О, чудо! Фряликов снова слышал! К нему снова вернулся его абсолютный слух!
– Чудо! Чудо! – бормотал Фряликов. – Слышу!..

– Отлично! Я же говорил, что у вас всего лишь пробки! Так что вы теперь дайте мне, дорогой Фряликов, самое что ни на есть бесхребетное звучание! – обнажив в улыбке свои крепкие белые зубы говорил мулат. – И вот вам, уважаемый, еще одна моя кукурузка! – кинул он Фряликову новое желтоватое зернышко.

– Хребет! Хребет!.. – завертелось в голове у несчастного хормейстера. – И Бога не бояться, и перед дьяволом не трепетать! – подумалось еще ему. Впрочем, к чему об этом подумалось? непонятно было к чему! Быть может, кто-то посторонний вложил эту пустую фразу в его взбудораженный мозг. Быть может, кто-то испытывал Фряликова. Мало ему было испытаний сегодняшних и вообще – последнего времени! Одно было хорошо: он теперь слышал все! К нему не просто вернулся слух, этот слух был абсолютным, безукоризненным, исключительным, ни у кого во всем мире не было теперь такого слуха. С таким слухом можно попробовать стать Паганини или Бенджамином Бриттеном, и не важно, что ему, Фряликову, уже немало лет. Годы существуют для того, чтобы сбивать с нас заносчивость, но, если заносчивость не только велика, но и обоснованна, она сама может сбивать годы.

– Пойте! – сказал вдруг мулат. И был он совсем близко, едва ли не в голове хормейстера, он был ближе к каждому из «бореевцев», чем они сами – каждый к себе. Он был в каждом из них, его нельзя было ослушаться, ему нельзя было прекословить.

Люди испуганно столпились вокруг хормейстера, как стадо баранов толпится, когда совсем близко, за оградою, чувствует запах волка.

– А я скоро, – сказал еще мулат. – Мы тут только немного с девчатами отдохнем. Татьяна, найдется у тебя какое-нибудь укромное местечко? – спросил еще гость.

– Я провожу, – сказала бледная Татьяна Пономаренко.

– В туалете можно, – подсказал кто-то.

– Да ну, в туалете, – оспорили того. – Там тесно.

– А мы раздвинем, – весело сказал мулат. – Девчата, айда!


37.
Псалом

Было что-то холодное и неприветливое – возможно, октябрь, самый его конец. Октябрь, когда вся животворная листва уже облетела с деревьев, такое время, когда вдохнешь воздух грудью еще осенью, а выдохнешь уже при морозах, да метелях. Октябрь, октябрь, истинный октябрь, но октябрь не от эпохи сей, не от времени сего.

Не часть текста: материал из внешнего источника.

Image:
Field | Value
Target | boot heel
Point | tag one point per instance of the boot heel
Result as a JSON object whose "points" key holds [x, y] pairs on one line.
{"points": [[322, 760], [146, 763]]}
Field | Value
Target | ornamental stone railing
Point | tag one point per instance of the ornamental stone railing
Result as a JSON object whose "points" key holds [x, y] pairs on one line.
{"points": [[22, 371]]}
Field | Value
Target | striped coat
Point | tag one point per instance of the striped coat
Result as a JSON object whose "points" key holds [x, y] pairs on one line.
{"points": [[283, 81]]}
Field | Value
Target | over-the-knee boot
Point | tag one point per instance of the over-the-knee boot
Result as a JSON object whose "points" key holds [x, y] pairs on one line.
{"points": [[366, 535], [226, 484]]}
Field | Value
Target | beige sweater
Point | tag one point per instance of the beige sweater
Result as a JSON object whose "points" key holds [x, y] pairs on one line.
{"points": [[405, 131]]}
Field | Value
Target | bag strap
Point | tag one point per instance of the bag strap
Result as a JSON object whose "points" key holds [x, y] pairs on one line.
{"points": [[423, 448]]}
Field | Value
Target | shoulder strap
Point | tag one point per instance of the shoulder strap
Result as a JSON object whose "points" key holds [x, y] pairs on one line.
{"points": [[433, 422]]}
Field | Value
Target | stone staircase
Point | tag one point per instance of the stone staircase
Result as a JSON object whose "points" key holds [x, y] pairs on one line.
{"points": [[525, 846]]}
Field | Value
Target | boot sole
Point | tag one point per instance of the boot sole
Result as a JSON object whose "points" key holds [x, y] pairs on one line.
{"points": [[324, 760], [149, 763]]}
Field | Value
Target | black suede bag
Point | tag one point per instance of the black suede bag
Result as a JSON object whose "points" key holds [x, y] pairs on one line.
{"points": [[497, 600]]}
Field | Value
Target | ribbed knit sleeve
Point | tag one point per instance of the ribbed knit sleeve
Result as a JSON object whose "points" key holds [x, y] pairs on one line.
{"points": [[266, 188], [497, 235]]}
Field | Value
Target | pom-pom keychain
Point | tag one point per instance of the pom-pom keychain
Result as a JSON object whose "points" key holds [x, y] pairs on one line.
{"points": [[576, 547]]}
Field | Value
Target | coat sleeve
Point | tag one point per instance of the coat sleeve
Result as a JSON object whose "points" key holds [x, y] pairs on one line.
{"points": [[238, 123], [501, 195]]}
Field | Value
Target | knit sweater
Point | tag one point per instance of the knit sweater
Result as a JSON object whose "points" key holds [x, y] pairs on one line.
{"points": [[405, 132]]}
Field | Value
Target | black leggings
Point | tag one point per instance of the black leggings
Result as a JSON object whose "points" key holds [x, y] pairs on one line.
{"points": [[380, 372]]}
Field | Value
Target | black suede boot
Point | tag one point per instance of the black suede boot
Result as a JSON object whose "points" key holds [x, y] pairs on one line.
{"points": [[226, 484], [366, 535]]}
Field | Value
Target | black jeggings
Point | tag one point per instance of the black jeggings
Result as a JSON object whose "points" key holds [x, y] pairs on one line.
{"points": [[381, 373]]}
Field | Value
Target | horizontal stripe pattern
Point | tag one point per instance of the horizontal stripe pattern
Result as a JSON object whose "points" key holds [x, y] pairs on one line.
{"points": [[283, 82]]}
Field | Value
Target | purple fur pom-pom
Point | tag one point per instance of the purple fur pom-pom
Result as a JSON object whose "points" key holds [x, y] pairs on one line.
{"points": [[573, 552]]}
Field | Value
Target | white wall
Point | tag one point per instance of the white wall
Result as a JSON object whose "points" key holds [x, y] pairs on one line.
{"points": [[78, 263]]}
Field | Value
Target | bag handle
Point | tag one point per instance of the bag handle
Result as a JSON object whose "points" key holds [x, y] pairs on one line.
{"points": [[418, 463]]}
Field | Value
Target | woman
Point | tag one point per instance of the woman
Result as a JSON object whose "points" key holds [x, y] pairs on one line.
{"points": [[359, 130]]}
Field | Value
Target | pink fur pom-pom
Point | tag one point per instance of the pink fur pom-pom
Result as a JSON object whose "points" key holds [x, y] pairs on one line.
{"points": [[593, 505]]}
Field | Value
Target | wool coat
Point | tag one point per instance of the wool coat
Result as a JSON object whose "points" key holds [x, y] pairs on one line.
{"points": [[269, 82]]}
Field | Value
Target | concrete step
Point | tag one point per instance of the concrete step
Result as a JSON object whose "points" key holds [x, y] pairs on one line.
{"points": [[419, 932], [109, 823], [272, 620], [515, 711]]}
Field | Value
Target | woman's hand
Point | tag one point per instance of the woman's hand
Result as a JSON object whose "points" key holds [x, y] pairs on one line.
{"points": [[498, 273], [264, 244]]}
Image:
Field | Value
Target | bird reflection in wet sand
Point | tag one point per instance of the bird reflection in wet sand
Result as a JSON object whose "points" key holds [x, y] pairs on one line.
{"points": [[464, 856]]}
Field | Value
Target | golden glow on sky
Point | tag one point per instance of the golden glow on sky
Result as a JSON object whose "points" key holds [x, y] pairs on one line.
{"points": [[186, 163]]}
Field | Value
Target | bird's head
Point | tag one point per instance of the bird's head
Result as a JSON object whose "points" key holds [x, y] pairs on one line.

Фряликов вышел на берег залива, залив был черен и хмур. Редкие фонари попадались ему по дороге. Изобрести бы вдруг какую-нибудь бескрайнюю словесность с элементами надмирной или сверхъестественной стилистики, – говорил себе он. – Оседлать бы все выражения и все формулы, как известные, так и несуществующие. Угадать бы скрытный, затухающий пламень нашего безнадежного языка! Да и сам мир – разве не есть формула, пускай замысловатая и необозримая, но все ж таки только формула?! Или не так?

Все сие говорил себе Фряликов, хормейстер.

И ответа ему не было.

Впереди шла девушка, Фряликов стал догонять ее, желая взглянуть ей в лицо, желая удивиться или восхититься тем. И действительно восхитился, едва только взглянул. Это была Соня. Соня Яд, дочь Генриха Александровича.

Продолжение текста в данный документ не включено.